Before we headed for home, Mom and I stood on that familiar front porch for a moment of silent leave-taking. At that instant, I felt very connected to my ancestors, as though there were invisible wires running between us, anchoring each successive generation to the earlier ones. However, on the drive home, I began to wonder if I weren’t making too much of this family ties thing. Perhaps a penchant for wide porches was just a coincidence.

The next day, eager to share the story of this trip with Cindy, I dropped by her house. I found her in the kitchen, happily perusing the materials she had bought on a recent trip to England in order to redecorate her home. We sat at the table together, and I told her about our great-grandparents’ farmhouse with its verandah, floor-to-ceiling windows and high ceilings that had somehow found their way into the design of the homes of the Georges’ great-grandchildren. We laughed about my muddying my dress in order to dig out a flower pip, and then I produced the little square of wallpaper I’d brought for her as a keepsake.

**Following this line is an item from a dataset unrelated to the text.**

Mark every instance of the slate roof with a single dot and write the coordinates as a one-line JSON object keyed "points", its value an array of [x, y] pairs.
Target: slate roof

She appeared stunned, sitting stone-still and dead-quiet. I thought I had, in my big-sister way, offended her with my story. Then she reached into the box of her renovation materials and pulled out the rolls of newly purchased wallpaper from England. The design was exactly the same—the ivory-pink sprays and bouquets of roses were Emma’s.

Emma’s bouquets had found their way into the present.